Read consistency occurs because statistics are updated at the same time someone tries to read. So PostgreSQL 15 introduces a new parameter: stats_fetch_consistency, which can take three values of none, cache or snapshot:
· "none" is the most efficient. However, read consistency will not be provided. But for most usage it should be fine.
"cache" ensures that repeated accesses yield the same value, which is necessary for cases involving e.g. self-joins.
"snapshot" is useful when checking statistics interactively, but is more expensive.
Defaults to "cache"
If it is in shared memory, how to keep it after restart?
Before being shut down, the checkpoint process will write these statistics to the file system, which can be loaded again after restart. Usually, if it crashes, statistics are lost.
Will this change affect my monitoring/scripting?
The monitoring views pg_stat_* will continue to function. However, make sure to get the proper value for stats_fetch_consistency. As mentioned above, the pg_stat_tmp directory is reserved for extensions only.
other
Many people, like me, use postgresql's wait events to understand postgresql and where sessions spend their time. Data collection and analysis tools, such as pg_gather, analyze problems by using wait events.
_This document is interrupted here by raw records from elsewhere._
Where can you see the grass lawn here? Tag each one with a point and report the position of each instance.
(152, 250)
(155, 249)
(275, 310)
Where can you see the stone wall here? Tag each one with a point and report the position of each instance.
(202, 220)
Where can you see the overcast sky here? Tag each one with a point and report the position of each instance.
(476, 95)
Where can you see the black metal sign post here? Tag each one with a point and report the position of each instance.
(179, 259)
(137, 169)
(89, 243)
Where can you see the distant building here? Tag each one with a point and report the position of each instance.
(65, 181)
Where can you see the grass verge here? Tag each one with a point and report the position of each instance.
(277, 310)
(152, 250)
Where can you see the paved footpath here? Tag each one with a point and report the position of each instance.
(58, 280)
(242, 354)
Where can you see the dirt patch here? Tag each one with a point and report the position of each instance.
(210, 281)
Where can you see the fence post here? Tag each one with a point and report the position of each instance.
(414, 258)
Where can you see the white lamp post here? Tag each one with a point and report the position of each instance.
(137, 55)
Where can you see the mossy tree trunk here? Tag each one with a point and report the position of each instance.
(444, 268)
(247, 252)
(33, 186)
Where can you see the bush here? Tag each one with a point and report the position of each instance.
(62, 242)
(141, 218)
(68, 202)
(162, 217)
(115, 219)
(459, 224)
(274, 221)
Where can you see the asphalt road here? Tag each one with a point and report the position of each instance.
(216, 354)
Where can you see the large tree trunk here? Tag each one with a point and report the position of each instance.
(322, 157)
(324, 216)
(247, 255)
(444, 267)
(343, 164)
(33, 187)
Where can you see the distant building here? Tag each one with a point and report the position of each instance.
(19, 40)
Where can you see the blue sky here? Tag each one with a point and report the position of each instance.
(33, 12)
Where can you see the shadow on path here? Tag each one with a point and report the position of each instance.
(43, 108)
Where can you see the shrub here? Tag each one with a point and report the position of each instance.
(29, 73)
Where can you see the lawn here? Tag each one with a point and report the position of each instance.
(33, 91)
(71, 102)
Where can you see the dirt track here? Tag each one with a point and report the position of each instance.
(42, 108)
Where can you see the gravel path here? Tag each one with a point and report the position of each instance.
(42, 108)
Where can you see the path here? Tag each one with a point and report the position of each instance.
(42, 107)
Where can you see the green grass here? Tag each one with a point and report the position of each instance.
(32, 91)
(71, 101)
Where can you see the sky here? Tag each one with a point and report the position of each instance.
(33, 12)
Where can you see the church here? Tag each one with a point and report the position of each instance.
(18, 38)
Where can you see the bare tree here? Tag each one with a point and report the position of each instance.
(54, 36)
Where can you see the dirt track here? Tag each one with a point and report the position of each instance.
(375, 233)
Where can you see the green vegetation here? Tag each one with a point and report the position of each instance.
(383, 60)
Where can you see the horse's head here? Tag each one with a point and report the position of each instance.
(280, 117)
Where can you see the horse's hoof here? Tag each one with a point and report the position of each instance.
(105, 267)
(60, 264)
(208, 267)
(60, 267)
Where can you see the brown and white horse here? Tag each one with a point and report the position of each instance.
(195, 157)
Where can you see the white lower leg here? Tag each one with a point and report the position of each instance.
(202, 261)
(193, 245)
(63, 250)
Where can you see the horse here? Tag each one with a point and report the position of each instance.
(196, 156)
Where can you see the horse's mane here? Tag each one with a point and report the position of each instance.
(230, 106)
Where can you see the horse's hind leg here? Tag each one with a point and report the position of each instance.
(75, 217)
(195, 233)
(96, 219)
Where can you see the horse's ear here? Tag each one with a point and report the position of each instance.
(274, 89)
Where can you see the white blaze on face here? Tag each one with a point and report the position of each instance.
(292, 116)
To better monitor postgresql, three new wait events have been introduced:
PgStatsDSA: Wait for statistics dynamic shared memory allocator access
PgStatsHash: Wait for stats shared memory hash table access
PgStatsData: Waiting for shared memory statistics access
With all the overhead of the statistics collector and its maintenance gone, other subsystems (like autovacuum) have less work to do.
Additionally, monitoring tools that frequently query statistics are expected to significantly reduce system load.